By "It's all", I mean all the injustice in the world.
I'm burned out. I am.
Even reports on my own pet issues (pedophile priests and prurient popes) ((well, YOU try to be alliterative with the pope description)) are unable to elicit my usual rage any more, causing me only to sigh and turn away.
I am not sure if that's because I'm old and tired or if it's the bleak future that makes me embrace the ravages of old age with a sense of relief at not having to be the one to fix anything any more.
I'm glad you care, I'm glad you understand it all better than I do, and I'm glad you are young enough to have the enthusiasm to protest rather than giving in to the hopelessness of it all.

I wish you much success in saving the world, since I've told you since you were a little boy that that's what you're supposed to do.

Ian said...

Not that that's a lot of pressure or anything. Does it count if I just sit around and think about the problems a lot?

Seriously though, I simultaneously hold out hope that things will be better, and don't think it's morally relevant whether or not I'm right. By that I mean that even if I'm wrong and there's no hope at all, I don't feel that this would change my moral responsibilities: if you see a child drowning, you have to jump in the water to save her, even if you are certain you won't reach her in time. When people get depressed, I think it comes from a (intentionally inculcated by our culture) feeling of alienation. It doesn't seem like a child, certainly not our family, so we close our eyes to it.

The philosopher Derrick Jensen talks a lot about the importance of becoming connected to the landbase around you, falling in love with it and the people (human people and otherwise) who live there as a method for strength to continue to fight for them, and I think something like this is good. It's hard to not be weighed down by the pain of reading about kids who are in trouble, but if you interacted with them face-to-face you wouldn't let yourself turn away as things happened to them.

As for why I'm hopeful, it is simply the case that the industrial culture cannot continue to expand indefinitely. That's just stupidly obvious (unless you're an economist with a PhD). Our system is set up such that we must grow or crash, so crash we will. While this will have negative effects on the relatively affluent people who benefit from this culture, it will be a huge relief for everyone else.

I'm also hopeful because more and more people are doing the necessary work for this by increasing our feeling of humanity and solidarity (after a long period of decline) both locally by getting neighbors to know and care for each other and globally by supporting the victims of this culture abroad; and others are working to monkey wrench the system to keep bits of nature alive until the system is too broken to fix itself. If a mountain in Appalachia can be kept un-exploded this year -- by any means at all -- then it may still be here in fifty years, or a thousand. If it's gone then it's gone forever. The more people who realize this, the better off we are.

Finally, there is a real feeling that this system is not working around us (again, the philosopher Derrick Jensen asks audiences to raise their hand if they believe this system will voluntarily stop trying to kill the planet. No one ever does. He also asks them if they think they really live in a democracy that represents people's wishes).

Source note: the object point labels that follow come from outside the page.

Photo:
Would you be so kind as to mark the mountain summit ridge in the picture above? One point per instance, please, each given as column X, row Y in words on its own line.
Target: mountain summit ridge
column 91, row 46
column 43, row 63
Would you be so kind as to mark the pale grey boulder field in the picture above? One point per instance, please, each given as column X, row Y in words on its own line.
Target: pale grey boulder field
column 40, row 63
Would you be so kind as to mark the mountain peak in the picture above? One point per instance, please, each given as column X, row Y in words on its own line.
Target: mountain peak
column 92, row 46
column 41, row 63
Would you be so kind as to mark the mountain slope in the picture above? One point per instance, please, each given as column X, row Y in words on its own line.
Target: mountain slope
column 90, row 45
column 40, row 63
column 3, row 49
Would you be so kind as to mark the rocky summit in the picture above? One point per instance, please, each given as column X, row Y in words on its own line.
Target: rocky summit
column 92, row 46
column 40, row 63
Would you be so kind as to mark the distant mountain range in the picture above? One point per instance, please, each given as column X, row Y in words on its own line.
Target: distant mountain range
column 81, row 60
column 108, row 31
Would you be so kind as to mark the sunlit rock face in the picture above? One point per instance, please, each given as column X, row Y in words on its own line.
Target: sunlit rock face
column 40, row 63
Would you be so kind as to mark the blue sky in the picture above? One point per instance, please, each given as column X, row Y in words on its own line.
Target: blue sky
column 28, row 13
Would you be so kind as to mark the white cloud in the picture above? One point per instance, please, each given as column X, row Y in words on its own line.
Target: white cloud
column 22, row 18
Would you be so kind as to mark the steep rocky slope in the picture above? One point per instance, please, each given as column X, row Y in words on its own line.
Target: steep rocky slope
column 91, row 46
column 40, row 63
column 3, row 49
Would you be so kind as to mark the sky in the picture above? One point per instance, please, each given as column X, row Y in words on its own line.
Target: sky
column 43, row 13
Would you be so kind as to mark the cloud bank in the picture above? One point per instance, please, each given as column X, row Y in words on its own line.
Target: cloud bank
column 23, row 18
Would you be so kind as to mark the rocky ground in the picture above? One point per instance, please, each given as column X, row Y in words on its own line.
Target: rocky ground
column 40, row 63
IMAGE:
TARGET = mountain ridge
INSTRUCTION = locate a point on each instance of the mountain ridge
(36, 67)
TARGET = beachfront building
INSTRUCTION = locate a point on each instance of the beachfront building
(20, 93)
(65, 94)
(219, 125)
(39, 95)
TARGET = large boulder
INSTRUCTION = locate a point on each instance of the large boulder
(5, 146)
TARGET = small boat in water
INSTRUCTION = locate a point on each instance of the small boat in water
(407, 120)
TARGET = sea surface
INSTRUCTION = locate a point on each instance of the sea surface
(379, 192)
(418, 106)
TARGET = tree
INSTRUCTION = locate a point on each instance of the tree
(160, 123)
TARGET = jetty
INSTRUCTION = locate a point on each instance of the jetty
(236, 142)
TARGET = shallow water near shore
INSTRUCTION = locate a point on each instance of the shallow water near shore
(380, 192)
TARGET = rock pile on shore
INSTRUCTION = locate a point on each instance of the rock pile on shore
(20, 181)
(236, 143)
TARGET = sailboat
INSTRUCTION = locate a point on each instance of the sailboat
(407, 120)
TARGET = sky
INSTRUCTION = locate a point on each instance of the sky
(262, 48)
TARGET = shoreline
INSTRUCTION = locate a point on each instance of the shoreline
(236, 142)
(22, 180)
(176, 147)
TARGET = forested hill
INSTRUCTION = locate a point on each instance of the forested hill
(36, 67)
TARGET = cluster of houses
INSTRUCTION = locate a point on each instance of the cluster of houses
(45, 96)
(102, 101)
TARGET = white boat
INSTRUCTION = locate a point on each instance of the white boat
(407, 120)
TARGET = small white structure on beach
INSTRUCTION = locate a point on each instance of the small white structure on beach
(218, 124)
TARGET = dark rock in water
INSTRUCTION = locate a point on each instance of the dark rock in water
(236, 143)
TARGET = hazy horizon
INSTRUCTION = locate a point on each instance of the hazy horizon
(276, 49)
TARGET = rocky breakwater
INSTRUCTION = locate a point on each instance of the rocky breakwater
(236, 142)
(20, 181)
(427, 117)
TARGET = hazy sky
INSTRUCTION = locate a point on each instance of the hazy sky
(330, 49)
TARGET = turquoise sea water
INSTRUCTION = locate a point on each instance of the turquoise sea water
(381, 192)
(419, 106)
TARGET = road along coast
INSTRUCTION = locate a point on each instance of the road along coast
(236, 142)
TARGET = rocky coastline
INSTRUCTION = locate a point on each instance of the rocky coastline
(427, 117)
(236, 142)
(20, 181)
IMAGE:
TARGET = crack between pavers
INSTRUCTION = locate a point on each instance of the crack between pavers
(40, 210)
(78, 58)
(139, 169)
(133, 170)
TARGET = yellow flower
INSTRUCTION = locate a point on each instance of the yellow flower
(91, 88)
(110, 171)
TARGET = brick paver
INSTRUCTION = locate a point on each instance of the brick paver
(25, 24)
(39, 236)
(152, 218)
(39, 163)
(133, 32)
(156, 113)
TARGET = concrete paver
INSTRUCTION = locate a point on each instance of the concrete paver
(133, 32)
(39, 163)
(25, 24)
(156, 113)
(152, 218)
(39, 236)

Times of discontent lead to real opportunity for good and bad (Germany after WWI had fantastic anarchist and communist organizations, and if the business classes hadn't successfully funded a right-wing fascist group to break up the strikes who knows what would have happened). So there is every reason to think things can change and to work toward it.

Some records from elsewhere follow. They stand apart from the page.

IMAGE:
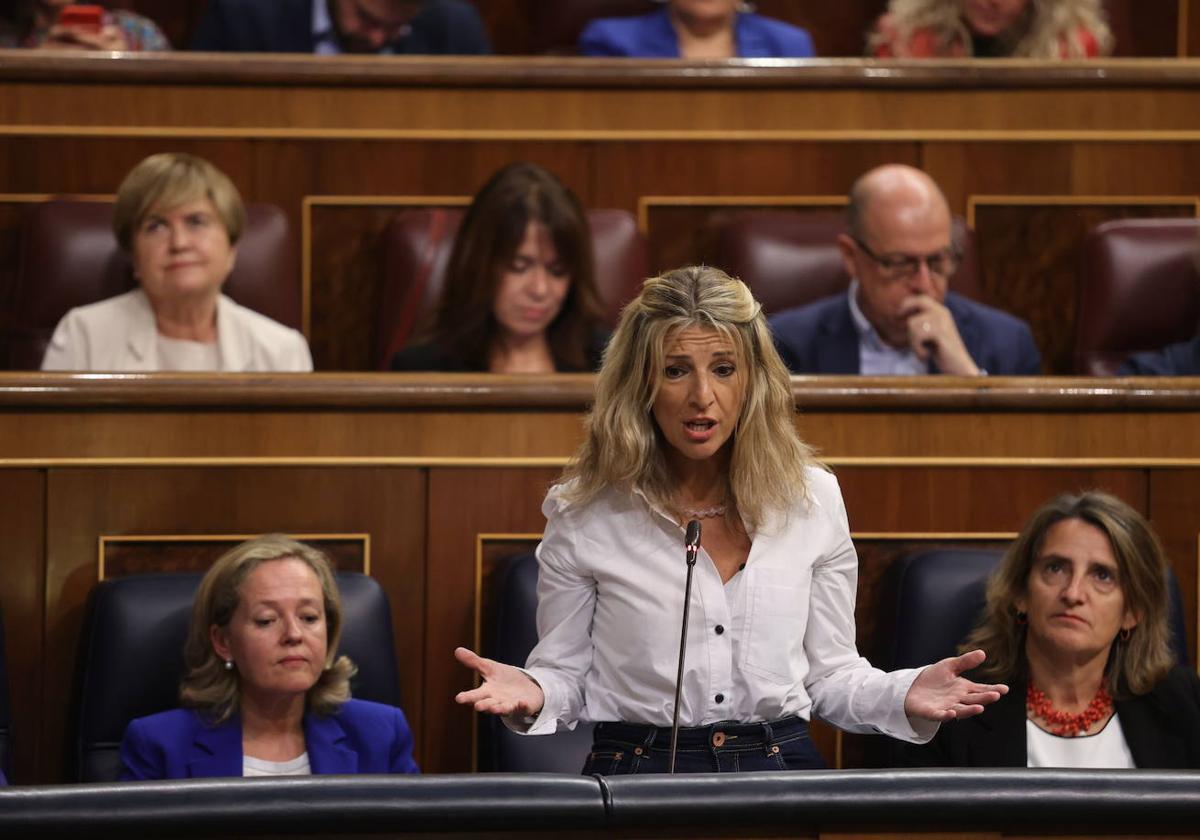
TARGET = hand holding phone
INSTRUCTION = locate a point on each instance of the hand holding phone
(85, 18)
(84, 27)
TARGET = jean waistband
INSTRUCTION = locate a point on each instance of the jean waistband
(721, 735)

And if I'm wrong, we have to do it anyway.

After all, if I'm wrong, either a) we're all screwed so we may as well spend our days doing what's morally right, or b) we will invent zero-point energy, perfect Star Trek's replicator technology and never run out of raw materials, and head to the stars; in which case we had better be damn sure that the culture that we're sending off into the universe isn't a cancerous devourer, but a humane and good one.